Construction Industry Having to Dig Deep Post Brexit Vote

Posted by Martin Heaton on 31 July 2016 | 0 Comments

Recent figures in the construction industry are painting a difficult picture for UK industry post-Brexit.  

 

 

 

 

 

 

 

 

 

According to the ONS, the construction industry was in recession even before the Brexit vote, after a second successive quarterly decline of 0.4% in 2016. This is despite a reported 0.6% expansion in the UK economy overall in the months leading up to the June 23rd vote.

The ‘no’ vote, as we all know, had a profound effect on the UK economy, wiping millions of pounds off the value of many UK businesses. British property developers and builders went through a particularly bad time, with the largest firms seeing the value of their shares drop dramatically immediately following the result.  The biggest loser, British Land, saw share prices fall from 762.5p to 613.5p on the 23rd June.

However, history tells us that the construction industry will always over-react to negative sentiment, and as such will be in particular difficulty over the coming months, while things settle down.

And they will settle down.

Despite what happened on the 23rd June, Britain has not left the EU, and will not leave until all negotiations post the activation of article 50 have been finalized. The UK may not ever leave the EU if the government is able to negotiate an alternative deal with the European parliament. The huge market crash that was experienced after the vote was based on the financial markets, which reacted negatively out of surprise at the result. The uncertainty over the future of British trade was relatively short-lived, and markets bounced back, at least in part, during the last week of June and the beginning of July.

Despite the early drop, British Land have actually claimed a “robust” start to the year, with the CEO Chris Grigg stating “British Land has entered this period of post-referendum uncertainty in a robust position. We have a strong, resilient business with a clear strategy.” And with a currently very strong portfolio, and share dividends for Q1 confirmed at 3% higher than previous year, things aren’t looking so bad for the British firm.

Other property developers and builders saw similar drops, but have continued to recover slowly since the vote, even amid speculations that house prices will likely fall during the last half of the year. Barratt Developments, which also saw a 6% drop on the 23rd June, was initially recovering well since the vote. Though after recent comments made by the CEO David Thomas, the share price wobbled: “Following the EU referendum, we are mindful of the greater uncertainty now facing the UK economy.
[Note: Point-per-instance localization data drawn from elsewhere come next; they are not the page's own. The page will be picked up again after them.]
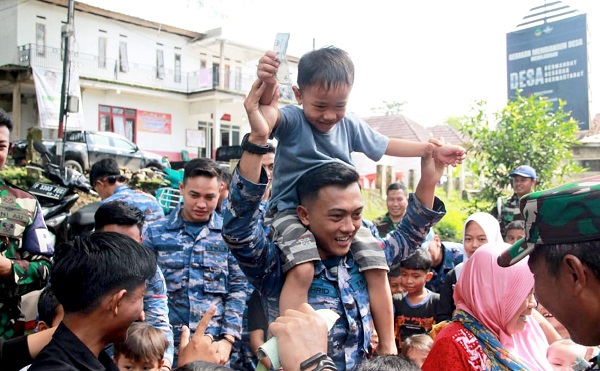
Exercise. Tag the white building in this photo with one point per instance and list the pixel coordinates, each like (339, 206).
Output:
(166, 88)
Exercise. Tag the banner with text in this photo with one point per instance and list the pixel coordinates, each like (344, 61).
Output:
(551, 60)
(47, 90)
(153, 122)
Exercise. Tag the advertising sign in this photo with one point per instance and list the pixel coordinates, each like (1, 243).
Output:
(551, 60)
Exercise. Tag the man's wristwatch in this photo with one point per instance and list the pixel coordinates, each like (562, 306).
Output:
(320, 362)
(254, 148)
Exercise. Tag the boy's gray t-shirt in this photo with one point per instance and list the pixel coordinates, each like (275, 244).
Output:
(301, 148)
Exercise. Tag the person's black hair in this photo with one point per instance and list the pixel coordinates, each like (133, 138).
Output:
(418, 260)
(5, 120)
(88, 268)
(47, 305)
(202, 366)
(586, 251)
(331, 174)
(389, 363)
(325, 68)
(516, 224)
(201, 167)
(120, 213)
(105, 167)
(395, 186)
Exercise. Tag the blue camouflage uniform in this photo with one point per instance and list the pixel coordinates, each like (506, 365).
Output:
(143, 201)
(200, 273)
(337, 283)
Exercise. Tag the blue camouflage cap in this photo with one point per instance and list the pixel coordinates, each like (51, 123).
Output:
(524, 171)
(565, 214)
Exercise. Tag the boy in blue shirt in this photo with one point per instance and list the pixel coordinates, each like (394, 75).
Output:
(318, 133)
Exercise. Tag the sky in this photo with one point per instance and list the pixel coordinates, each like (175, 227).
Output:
(437, 56)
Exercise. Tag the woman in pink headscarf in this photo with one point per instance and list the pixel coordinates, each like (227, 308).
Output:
(493, 328)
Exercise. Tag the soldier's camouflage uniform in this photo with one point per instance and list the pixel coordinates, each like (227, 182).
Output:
(337, 284)
(25, 240)
(200, 272)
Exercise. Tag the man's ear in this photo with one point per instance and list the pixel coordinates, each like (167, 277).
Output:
(303, 215)
(297, 94)
(114, 300)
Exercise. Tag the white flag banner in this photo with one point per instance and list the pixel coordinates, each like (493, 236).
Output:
(47, 89)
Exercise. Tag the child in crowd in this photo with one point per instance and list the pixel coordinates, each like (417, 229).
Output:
(143, 349)
(416, 312)
(50, 311)
(566, 355)
(417, 347)
(514, 231)
(318, 133)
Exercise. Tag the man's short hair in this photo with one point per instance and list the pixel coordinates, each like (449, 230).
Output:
(104, 167)
(47, 305)
(397, 186)
(144, 343)
(331, 174)
(201, 167)
(418, 260)
(119, 213)
(5, 120)
(389, 362)
(87, 269)
(325, 68)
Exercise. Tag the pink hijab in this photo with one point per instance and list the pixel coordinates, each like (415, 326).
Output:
(493, 295)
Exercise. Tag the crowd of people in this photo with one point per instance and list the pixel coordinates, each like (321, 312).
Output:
(258, 252)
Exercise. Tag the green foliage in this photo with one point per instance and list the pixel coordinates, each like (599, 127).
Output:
(527, 131)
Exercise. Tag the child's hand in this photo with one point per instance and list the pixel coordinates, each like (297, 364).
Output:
(262, 118)
(448, 154)
(267, 68)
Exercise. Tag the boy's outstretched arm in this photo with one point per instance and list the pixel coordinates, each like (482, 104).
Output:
(266, 71)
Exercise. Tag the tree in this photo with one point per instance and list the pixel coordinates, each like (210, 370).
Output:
(528, 131)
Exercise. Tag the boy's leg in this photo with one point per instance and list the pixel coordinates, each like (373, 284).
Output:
(370, 258)
(298, 251)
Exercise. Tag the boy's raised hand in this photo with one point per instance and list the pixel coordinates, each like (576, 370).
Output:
(267, 68)
(262, 118)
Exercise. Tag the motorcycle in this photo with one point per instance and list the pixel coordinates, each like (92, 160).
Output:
(57, 198)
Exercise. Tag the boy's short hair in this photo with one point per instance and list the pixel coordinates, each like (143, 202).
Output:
(517, 224)
(120, 213)
(201, 167)
(418, 260)
(144, 343)
(5, 120)
(326, 67)
(422, 342)
(87, 269)
(330, 174)
(47, 305)
(104, 167)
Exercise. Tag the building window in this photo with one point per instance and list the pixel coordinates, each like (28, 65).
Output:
(117, 120)
(40, 39)
(102, 52)
(160, 64)
(123, 62)
(177, 67)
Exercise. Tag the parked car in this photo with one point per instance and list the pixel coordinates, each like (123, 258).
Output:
(84, 147)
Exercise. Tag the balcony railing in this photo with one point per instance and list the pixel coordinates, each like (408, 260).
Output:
(143, 75)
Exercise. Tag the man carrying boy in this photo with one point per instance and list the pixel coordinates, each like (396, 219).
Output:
(562, 237)
(100, 282)
(25, 245)
(199, 269)
(325, 79)
(331, 207)
(415, 313)
(122, 217)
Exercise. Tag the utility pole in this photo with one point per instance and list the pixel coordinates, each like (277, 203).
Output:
(67, 33)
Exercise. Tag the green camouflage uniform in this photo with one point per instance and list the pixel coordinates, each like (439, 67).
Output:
(24, 239)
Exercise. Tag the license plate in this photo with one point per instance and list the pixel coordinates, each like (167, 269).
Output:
(48, 190)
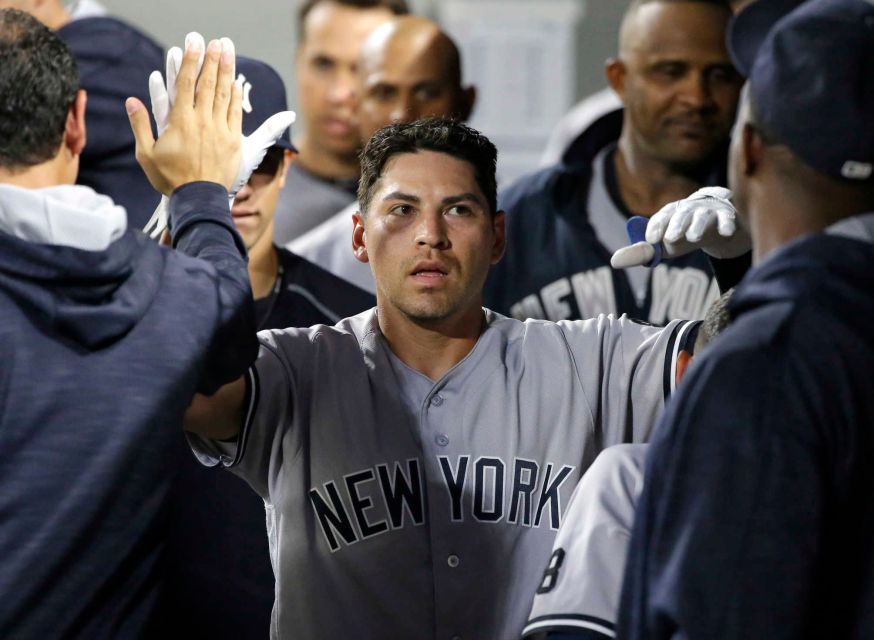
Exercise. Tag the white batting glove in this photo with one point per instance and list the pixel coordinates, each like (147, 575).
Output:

Consequently, the immediate outlook for our industry is less clear and it is too early to draw any conclusions regarding market conditions from the short trading period since the referendum.” Mr Thomas then went on to suggest that they would possibly ‘slow down build programmes’ to counteract this insecurity.

Essentially, we are hearing the same from all corners of the market; while there is uncertainty, especially regarding house prices in the coming months, we should remain calm and use the time to continuously assess the market and be prepared for future events.

With Brexit negotiations expected to take a minimum of 2 years, and could even run until well into 2020, according to the foreign secretary, we need to turn this into an opportunity for our industry, and use it as a time to strengthen partnerships, increase diversity in a shrinking market, and encourage resilience.

The construction industry wasn’t in great shape pre-Brexit, it’s not in particularly good shape now; it’s clear that changes need to be made, and now is the time to make them.